冒険者たちは探索に行きたがったが、パドルウィールの故障で二日遅れた航海をこれ以上遅らせるわけにはいかないと、船長が却下した。サンレザー号はクレーターを西からぐるりと回りこむと、再びキロ市島へと舳先を向けた。その日の昼過ぎ、船室に居たウィントの元へゼレがやってきた。彼はリエナのことを気にかけている様子だった。
「リエナの具合はどうだい?」ゼレが尋ねた。
「身体のほうはもう大丈夫だと思います。」とウィントは答える。
「あとは記憶か。」ゼレはそう言って腕を組んだ。
*
二日後、一行はキレ市島に錨を下ろした。港に着いた途端に冒険者は散り散りになり、船内は以前の広さを取り戻していた。
「本当に行くのか?」ウィントは名残惜しそうに言った。
「ええ、行くあてがあるわけじゃないけど、ここにいても役に立てないから。」とリエナ。

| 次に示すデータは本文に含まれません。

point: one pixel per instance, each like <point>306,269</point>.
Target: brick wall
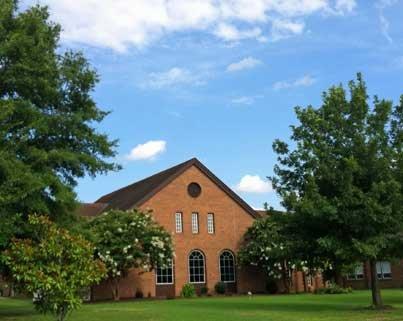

ウィントは何と言葉を返したらいいか分からなかった。見かねたローダーが、ウィントを小突いた。「おい、渡したいものがあるんじゃなかったのか。」
「そうだった。これ、飛手紙の宛名スタンプ……僕のやつだ。」
ウィントは、冷静に考えたらとても恥ずかしいことをしているのではないかと不安になった。
「えっと……何かあったら連絡してほしい……かな……」顔から火が出る思いでそれだけ言うと、もう声が出なくなった。
無限にも思えた一瞬の後、リエナはそれを受け取ると言った。
「ありがとう、ウィント。」
「頼りにしてるわ。」リエナは微笑むと、ローダーやゼレや船長にもお辞儀をしてその場を離れていった。
*
「行っちまったな。」船室に戻ったローダーが、ウィントに話しかけた。「うん。」ウィントは窓の外を見つめながら答えた。「寂しくなるな。」とローダーが聞くと、ウィントは黙ってうなずいた。思えば彼女とは、一か月弱の短い付き合いだった。